The question at the centre of architecture is that you build for someone else. Even if you had to build for yourself, you don't really know yourself. You have to gather so much information. For us it’s really about talking with the people that know and letting them be the judge. They are the experts. For example, we have projects in Kinshasa. Kinshasa is the future, the lab of tomorrow. We’re not there so we really have to do our research and trust the locals that live there.
Horst: You have said that you often work with politicians. Do you find that you get caught up in political drudgery?
Johnny Leya: There is an interest behind every project.

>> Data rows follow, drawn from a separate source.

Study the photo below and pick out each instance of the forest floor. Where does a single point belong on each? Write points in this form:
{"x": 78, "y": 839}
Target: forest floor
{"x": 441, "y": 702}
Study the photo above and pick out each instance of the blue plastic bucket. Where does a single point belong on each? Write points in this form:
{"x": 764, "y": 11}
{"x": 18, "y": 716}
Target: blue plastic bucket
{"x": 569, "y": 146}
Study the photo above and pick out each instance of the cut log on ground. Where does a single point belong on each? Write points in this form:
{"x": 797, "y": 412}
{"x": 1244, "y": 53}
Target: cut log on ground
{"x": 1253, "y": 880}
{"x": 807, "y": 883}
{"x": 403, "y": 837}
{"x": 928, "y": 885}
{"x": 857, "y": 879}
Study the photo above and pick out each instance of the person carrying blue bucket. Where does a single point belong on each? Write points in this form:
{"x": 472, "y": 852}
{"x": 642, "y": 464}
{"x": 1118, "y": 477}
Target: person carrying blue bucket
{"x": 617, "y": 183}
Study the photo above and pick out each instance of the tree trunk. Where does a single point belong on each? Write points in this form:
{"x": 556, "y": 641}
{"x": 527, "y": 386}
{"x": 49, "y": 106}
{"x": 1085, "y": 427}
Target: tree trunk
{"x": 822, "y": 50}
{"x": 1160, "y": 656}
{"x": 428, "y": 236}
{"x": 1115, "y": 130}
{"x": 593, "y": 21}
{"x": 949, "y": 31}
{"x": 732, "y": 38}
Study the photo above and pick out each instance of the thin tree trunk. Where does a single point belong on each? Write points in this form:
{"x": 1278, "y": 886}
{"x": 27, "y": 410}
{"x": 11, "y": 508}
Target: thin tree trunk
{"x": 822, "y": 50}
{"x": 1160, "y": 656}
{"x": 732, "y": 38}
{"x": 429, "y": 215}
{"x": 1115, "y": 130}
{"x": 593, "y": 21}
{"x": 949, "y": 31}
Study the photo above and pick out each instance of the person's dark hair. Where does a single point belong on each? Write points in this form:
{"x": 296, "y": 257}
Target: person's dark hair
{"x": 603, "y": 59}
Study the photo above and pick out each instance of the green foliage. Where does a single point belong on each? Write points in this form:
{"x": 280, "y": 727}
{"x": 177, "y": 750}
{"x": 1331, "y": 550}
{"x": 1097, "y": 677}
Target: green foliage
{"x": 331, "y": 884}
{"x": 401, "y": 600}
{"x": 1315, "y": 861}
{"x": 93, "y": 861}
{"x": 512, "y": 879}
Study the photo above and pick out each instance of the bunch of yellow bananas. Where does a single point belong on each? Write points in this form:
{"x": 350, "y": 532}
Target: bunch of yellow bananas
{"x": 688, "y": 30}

I would say that the first thing is, of course, finding someone whose interests are OK with you. We never forget to ask them what they want out of it. Because we are all being used, no matter what. It's about by whom, how, and defining the terms a bit. For example, you can use me from 12:00 to 5:00 PM, but then I'm free to do what I want.
Horst: Last question. Do you have any tips for other young architects or activists starting out? Or perhaps something you’d like to say to your younger self?
Johnny Leya: I think the first advice is "Just do it." Really. It reminds me of something that Virgil Abloh said: “You want to do T-shirts, do T-shirts.” Don't talk about it, just do it. I think that's the first thing. You want to have an office, do an office. Clients? You don't need clients to start.
I am also fascinated by this ideal in the US, this philosophy of being able to do what you want, where here in Europe it always starts with a critique. We think it’s better to have something in-between. In short, no, I will say nothing to my younger self. It sounds pretentious but actually it’s better to learn as you go.
Horst: Yeah. Maybe just, "Have fun."
Johnny Leya: Yes. Absolutely. Have fun.